Dying in the Wool by Frances Brody is a ’20s-set crime novel which I’ve resisted reading for a while. Partly, this is because of the first-person narrative. I’m not sure why but first-person annoys me, which in itself is odd given my favourite books.
But eventually, feeling a bit like I was being followed around the library and charity shops, I took it home. And I’m glad I did, because I did enjoy it.
Our detective is Mrs Kate Shackleton, aged about 30, possible grieving widow. Her husband, a doctor, went missing, presumed dead, during the Great War. Her detecting career started by trying to find him. So far, no luck, but she has had success finding others’ loved ones.
Her success is such that a former VAD nurse and acquaintance contacts her for help in finding her father, a mill-owner who vanished in 1916, not because of the War. Nearly seven years later, she’s about to get married, and would like to know what happened, or perhaps to find him alive in time to walk her down the aisle.

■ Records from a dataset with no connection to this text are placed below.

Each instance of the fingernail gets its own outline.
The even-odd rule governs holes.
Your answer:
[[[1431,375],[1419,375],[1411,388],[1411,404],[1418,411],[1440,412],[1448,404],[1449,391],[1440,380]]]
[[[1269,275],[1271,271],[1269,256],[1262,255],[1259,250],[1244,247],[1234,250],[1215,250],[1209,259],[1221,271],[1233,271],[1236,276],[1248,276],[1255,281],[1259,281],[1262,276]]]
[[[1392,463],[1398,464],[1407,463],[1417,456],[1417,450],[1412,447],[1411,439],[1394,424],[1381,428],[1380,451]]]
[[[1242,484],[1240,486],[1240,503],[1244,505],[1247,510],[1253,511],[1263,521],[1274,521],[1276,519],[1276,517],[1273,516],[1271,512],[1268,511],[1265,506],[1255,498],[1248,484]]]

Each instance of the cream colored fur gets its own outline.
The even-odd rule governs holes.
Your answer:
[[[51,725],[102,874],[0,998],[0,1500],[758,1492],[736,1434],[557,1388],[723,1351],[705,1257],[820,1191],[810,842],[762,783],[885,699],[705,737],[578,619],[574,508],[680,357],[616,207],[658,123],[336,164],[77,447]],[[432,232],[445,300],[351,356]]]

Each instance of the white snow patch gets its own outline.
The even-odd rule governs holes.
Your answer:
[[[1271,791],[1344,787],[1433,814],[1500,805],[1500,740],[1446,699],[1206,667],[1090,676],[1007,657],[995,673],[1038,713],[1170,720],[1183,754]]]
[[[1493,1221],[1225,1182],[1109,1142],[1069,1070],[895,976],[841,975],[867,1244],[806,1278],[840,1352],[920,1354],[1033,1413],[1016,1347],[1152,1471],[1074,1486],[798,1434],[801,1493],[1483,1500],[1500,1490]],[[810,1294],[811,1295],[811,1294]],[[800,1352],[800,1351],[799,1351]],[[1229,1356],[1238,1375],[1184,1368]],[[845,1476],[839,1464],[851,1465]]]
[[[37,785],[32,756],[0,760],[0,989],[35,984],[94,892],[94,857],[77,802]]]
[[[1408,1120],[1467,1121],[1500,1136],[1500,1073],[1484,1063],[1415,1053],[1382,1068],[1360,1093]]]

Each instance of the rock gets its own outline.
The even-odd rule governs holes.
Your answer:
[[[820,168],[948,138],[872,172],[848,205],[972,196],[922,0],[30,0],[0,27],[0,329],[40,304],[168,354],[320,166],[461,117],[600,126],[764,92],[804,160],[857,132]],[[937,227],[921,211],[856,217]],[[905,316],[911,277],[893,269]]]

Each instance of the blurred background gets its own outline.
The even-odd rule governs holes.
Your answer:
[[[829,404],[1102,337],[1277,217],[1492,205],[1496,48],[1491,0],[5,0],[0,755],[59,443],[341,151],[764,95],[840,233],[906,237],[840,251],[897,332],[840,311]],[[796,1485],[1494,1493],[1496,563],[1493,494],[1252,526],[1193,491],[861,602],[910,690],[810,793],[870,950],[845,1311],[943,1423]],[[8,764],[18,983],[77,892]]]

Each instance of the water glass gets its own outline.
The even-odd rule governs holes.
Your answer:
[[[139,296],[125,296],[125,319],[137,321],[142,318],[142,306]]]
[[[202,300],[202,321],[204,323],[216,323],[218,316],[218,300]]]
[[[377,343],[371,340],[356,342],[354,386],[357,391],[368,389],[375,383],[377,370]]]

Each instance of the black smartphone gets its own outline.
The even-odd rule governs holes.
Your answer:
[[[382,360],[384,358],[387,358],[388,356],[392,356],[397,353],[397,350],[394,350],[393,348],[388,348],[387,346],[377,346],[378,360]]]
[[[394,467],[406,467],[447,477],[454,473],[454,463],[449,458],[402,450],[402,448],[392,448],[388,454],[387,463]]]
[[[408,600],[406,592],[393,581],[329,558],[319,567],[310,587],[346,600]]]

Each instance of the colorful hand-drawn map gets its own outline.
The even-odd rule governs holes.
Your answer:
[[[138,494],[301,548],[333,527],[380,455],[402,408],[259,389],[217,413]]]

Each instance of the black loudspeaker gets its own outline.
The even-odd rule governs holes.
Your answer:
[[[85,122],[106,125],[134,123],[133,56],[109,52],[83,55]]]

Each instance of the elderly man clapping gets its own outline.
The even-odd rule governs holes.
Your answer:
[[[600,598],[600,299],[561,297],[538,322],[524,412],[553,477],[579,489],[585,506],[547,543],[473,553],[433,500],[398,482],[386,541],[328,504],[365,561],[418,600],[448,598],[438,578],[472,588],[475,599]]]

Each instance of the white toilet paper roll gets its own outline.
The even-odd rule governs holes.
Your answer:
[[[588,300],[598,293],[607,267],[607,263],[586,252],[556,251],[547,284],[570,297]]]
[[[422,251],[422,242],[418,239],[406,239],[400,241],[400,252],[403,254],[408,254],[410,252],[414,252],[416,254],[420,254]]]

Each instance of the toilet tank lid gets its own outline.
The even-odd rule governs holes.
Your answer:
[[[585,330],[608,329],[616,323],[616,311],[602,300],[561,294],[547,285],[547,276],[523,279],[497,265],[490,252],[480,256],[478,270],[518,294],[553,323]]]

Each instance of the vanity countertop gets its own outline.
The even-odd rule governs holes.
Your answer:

Kate, accepting the job, sets off for Bridgestead to find out what happened to the wealthy mill-owner, accompanied by ex-copper Jim Sykes.
What I liked about this novel was that any period-details were subtly worked in. There was no in-your-face, look-what-I-researched about it and the characters did not all talk like Bertie Wooster.
I regret leaving it as long as I did to read it, though I haven’t yet read any of the others in the series.